Dummy Variable Regression Output III
SPSS has run and compared 2 regression models: model 1 contains working experience as the (sole) quantitative predictor. Model 2 adds our 2 dummy variables representing contract type to model 1.
Adding the contract type dummies to working experience increases r-squared from 0.39 to 0.44.
This increase is statistically significant: our dummies contribute to predicting salary over and above just working experience.
The constant in model 2 is the mean salary for employees who are a) on a temporary contract (reference category) and b) have 0 years of working experience. These are employees who score zero on all predictors in model 2.
A 1 unit (year) increase in working experience is associated with an average $113.75 increase in monthly salary if we control for contract type.
The mean salary difference between employees on permanent (dummy) versus temporary (reference) contracts is $321.14 if we control for working experience.
Since p < 0.05, this mean difference is statistically significant.
Let's now rerun the exact same analysis as an ANCOVA from the syntax below.
unianova salary by contract with expn
/contrast (contract) = simple(1)
/print descriptive etasq.
Results
Partial eta squared for “corrected model” is equal to the regression r-squared.
The output also contains effect sizes for both predictors separately. Note that 0.361 and 0.082 add up to 0.443, somewhat larger than 0.440 for the entire model. This is because these effects partially overlap: experience is associated with contract type.
The mean salary difference between employees on permanent versus temporary contracts is $321.14 if we correct for working experience. This difference was seen as a b-coefficient in the previous dummy regression output.

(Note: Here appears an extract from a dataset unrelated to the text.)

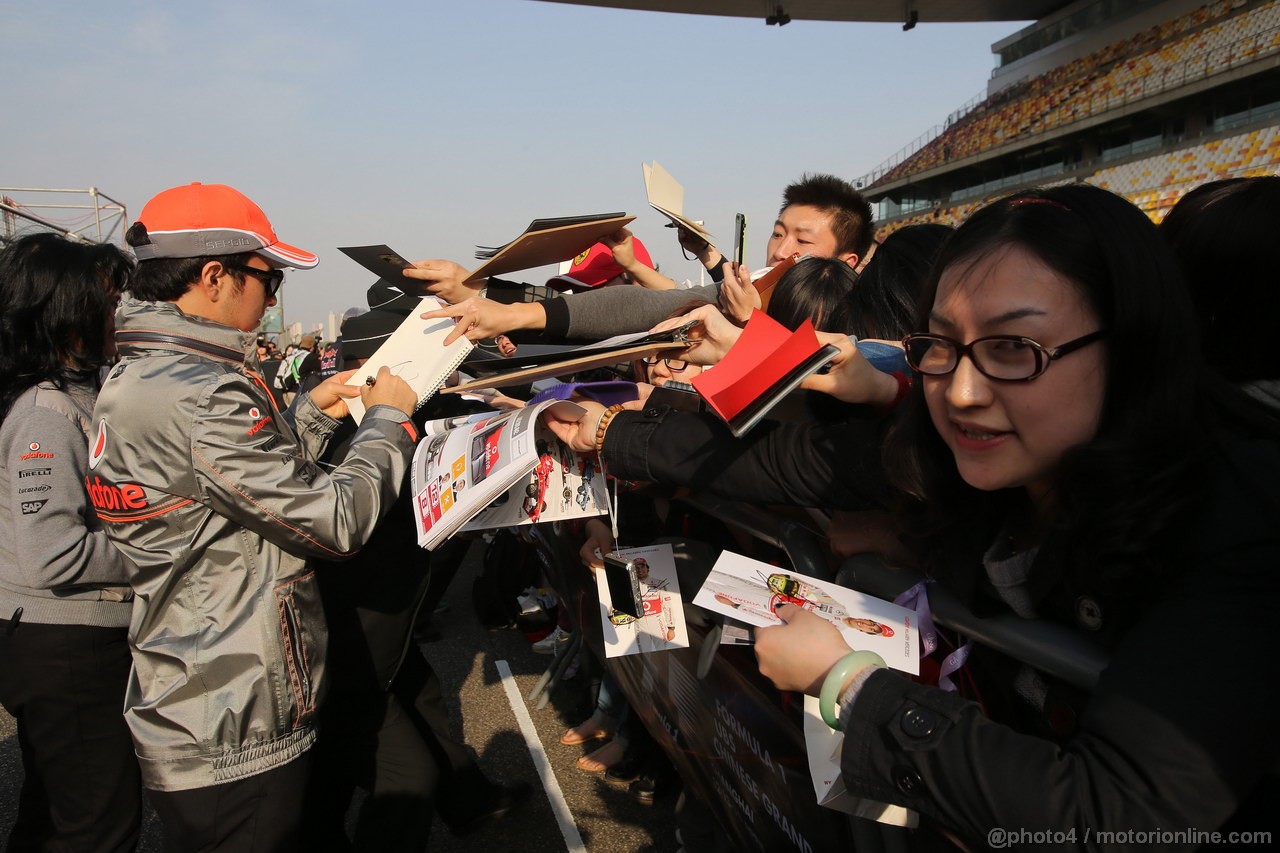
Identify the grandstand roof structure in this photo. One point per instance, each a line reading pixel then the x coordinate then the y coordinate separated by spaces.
pixel 864 10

Unsurprisingly, the p-value and confidence interval are identical to their dummy regression counterparts as well.
Is Dummy Variable Regression Useless?
Many textbooks propose dummy variable regression as the only option for using a combination of quantitative and categorical predictors. However, our last example suggests that ANCOVA may be a better option for this scenario. Why? Well,
- ANCOVA does not require adding (technically redundant) dummy variables to your data.
- ANCOVA comes up with a single effect size (partial eta squared) for the entire categorical predictor. This is more useful than effect sizes for separate dummy variables because we never add them separately to a regression model.
- Testing moderation effects between quantitative and categorical predictors is fairly easy via ANCOVA but rather complicated via regression.
Final Notes
First off, note that the analyses in this tutorial skipped some important steps:
- we didn't inspect any frequency distributions to see if our data look plausible;
- we did't see if there's any missing values in our data;
- we didn't evaluate any model assumptions (normality, linearity, and so on).
We encourage you to thoroughly examine such issues whenever you're working on real-world data files.
Right, so that should do for dummy regression in SPSS. For a handy overview of the output from all 6 analyses, click here. Did you find this tutorial (not) helpful? Do you agree or disagree with us? Please let us know by throwing a comment below.
Thanks for reading!
THIS TUTORIAL HAS 9 COMMENTS:
By YY Ma on April 8th, 2021
A very instructive post!
I have learnt much from it.
By DR BODDU NARASIMHULU on April 16th, 2021
Good
By MWETEGYEREZE FRANK on May 1st, 2021
It's really interesting
By N M on May 18th, 2021
Thank you so much.Been looking high and low to figure out dummy variable regression interpretation. So would you say that in regression its ideally best not to add multiple categorical variables in the same model?
By Does Malicha Kalicha on July 13th, 2022
It good description of statistics, thank you for all.